Betty Woodman, lecturer in business ethics at Paul College

Friday, December 11, 2020

Educated as an engineer and trained as philosopher, Betty Woodman spent many years in the corporate sector where she rose to the level of senior leadership and witnessed firsthand how a company’s long-term success could hinge on the way people treated one another. 

“People tend to restrict business ethics to issues of compliance and legal fair dealing,” said Woodman. “I’ve chosen to take a systems approach in which ethics serves the health and wellbeing of the whole. Harm one part, and the whole suffers, hurting the other parts as well.” 

As a former sales executive, Woodman saw how corporate infighting could hurt the perpetrators as much as the victims by undermining creativity, innovation, and courage — qualities that characterize successful companies. As a doctoral student at Emory University, she drew on this experience to develop an ethical category she calls “a sustainability mindset.” 

“I see sustainability as an ethical category that encourages a multiplicity of voices, emotional as well as strategic intelligence, female and male, all bound together in an atmosphere of trust,” Woodman explained. “Whether we’re talking about relationships among leaders and their teams, companies and their suppliers, or brands and their customers, lose that trust and nobody benefits.” 

As Paul College’s first full-time business ethicist, Woodman introduces all first-year business students to a variety of leading ethical theories and applications in a required business ethics course she teaches alongside a member of the philosophy department. “I love it when students begin to see that ethics aren’t just rules but rules of engagement that can nurture really cool innovations,” said Woodman. 

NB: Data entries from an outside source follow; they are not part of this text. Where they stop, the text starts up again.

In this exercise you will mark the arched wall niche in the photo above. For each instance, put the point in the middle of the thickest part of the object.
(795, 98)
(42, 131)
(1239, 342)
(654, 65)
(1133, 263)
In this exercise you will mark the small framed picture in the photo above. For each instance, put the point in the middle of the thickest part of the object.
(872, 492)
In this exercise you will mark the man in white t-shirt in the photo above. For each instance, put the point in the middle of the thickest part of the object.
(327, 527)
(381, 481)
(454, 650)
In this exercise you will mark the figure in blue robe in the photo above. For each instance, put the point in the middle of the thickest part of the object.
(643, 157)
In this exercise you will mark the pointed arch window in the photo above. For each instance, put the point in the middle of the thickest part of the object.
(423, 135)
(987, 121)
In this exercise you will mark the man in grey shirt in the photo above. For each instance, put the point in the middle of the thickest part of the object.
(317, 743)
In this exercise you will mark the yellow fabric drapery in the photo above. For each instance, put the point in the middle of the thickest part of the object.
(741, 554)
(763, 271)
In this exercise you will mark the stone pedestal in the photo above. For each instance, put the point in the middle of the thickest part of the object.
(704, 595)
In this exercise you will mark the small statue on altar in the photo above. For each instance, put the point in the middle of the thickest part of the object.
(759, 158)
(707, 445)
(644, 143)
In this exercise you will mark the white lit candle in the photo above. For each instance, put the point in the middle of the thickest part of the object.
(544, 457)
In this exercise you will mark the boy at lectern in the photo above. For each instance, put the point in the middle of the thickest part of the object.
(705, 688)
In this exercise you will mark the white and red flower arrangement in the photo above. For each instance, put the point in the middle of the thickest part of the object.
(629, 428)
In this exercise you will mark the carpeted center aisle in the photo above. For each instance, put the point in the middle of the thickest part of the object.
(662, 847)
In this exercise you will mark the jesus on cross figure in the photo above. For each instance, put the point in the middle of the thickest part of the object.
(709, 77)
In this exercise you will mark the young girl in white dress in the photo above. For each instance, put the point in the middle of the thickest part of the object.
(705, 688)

An example students learn about is how 3M’s culture of risk taking turned one product designer’s failure to make a strong adhesive glue into another’s invention of one of the biggest office product sellers of all time: Post-It Notes.  

They also learn about “shared value,” a form corporate social responsibility (CSR) that involves using business to produce social good and a healthy bottom line. Understanding shared value forces students to confront the gray areas of ethics where financial and humanistic “bottom lines” that formerly competed with each other can come into harmony.  

Explained Woodman, “When they learn about Walmart as a corporate leader in the use of solar power, they think a little differently about the chain. Yes, the company adopted solar in order to save on energy costs and boost its bottom line, but it also provided much-needed leadership in reducing its carbon footprint. Walmart isn’t a perfect organization, that’s for sure, but I want students to see how applying ethical behavior can produce the win-win we’re all after.”